According to a similar study posted in the Journal of Animal Physiology and Animal Nutrition (Identification of undeclared sources of animal origin in canine dry foods used in dietary elimination trials), scientists didn’t actually know for certain why cross contamination is happening, but said it could be any number of factors including inadequate cleaning of the production line and the improper storage and/or transportation of the raw materials. They did go on to recommend manufacturers conduct a thorough analysis on each batch of food to guarantee no other undeclared animal sources are present.

Pet owners seem to grow more and more interested in these allergy diets sold through retail pet stores because of price and convenience. But now you know that if you seem to be relentlessly spinning your wheels and getting nowhere, it could very well be because your dog’s chicken-free food actually has just a wee bit of chicken in it.

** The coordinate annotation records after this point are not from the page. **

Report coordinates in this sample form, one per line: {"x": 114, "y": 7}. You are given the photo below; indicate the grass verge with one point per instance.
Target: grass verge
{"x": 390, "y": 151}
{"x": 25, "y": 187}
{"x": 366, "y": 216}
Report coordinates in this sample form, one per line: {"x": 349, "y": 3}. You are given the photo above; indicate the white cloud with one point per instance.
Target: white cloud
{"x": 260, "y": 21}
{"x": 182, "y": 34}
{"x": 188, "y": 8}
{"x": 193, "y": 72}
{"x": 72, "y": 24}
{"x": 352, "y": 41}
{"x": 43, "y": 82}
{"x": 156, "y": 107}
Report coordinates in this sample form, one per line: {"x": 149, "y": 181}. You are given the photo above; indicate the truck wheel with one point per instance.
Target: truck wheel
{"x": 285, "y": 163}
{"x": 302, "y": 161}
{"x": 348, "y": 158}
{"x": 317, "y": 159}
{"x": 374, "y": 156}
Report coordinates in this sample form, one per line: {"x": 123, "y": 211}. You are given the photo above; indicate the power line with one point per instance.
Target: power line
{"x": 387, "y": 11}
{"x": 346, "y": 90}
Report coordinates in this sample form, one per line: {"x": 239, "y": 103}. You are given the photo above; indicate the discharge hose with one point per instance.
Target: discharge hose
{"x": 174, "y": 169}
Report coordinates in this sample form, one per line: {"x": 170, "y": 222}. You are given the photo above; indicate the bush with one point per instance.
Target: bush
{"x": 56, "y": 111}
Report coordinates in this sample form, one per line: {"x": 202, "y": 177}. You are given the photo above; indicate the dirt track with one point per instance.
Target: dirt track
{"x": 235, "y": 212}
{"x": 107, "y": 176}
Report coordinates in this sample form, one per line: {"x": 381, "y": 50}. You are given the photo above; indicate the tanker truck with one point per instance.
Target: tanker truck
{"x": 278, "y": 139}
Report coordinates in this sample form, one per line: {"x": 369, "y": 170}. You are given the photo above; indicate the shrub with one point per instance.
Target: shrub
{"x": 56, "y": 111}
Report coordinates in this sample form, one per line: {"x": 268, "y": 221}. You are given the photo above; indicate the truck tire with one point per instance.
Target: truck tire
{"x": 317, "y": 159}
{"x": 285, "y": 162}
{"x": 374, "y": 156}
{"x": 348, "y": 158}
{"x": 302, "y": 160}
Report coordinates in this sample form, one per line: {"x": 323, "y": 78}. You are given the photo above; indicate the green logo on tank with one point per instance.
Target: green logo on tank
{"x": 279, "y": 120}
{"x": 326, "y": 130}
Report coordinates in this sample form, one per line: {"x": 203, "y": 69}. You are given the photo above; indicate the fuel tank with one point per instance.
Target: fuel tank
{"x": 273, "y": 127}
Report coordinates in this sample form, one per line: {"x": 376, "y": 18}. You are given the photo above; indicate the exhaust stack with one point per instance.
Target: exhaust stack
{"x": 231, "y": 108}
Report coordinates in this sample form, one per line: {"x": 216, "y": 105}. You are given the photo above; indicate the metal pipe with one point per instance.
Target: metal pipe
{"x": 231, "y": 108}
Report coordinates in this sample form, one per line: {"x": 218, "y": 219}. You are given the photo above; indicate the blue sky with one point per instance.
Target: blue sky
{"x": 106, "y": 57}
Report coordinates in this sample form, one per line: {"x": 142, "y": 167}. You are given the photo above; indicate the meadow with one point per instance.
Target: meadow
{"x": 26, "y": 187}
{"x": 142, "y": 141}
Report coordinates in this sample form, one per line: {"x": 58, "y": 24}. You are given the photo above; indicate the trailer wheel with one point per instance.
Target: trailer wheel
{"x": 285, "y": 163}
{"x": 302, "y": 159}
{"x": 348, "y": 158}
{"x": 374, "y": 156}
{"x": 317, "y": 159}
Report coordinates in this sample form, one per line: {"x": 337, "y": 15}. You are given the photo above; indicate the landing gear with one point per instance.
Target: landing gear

So Now What? Do You Give Up?

It’s not all doom and gloom, folks. Even though those scientists found that ten of the twelve bags tested didn’t reliably contain what the label said they did, they did say that pet owners could consider feeding home prepared diets or finding a reputable manufacturer that uses the highest quality controls, monitoring, and assurances possible.

Home prepared diets? Awesome! Unless you plan on feeding your dog turducken, when you pick up a piece of chicken, beef or even emu for your dog, you pretty much know what it is and where it’s been; no surprises! You could trust the pet food companies to do that for you, but if you really want to know what your dog is eating, you might want to steer clear of those allergy foods!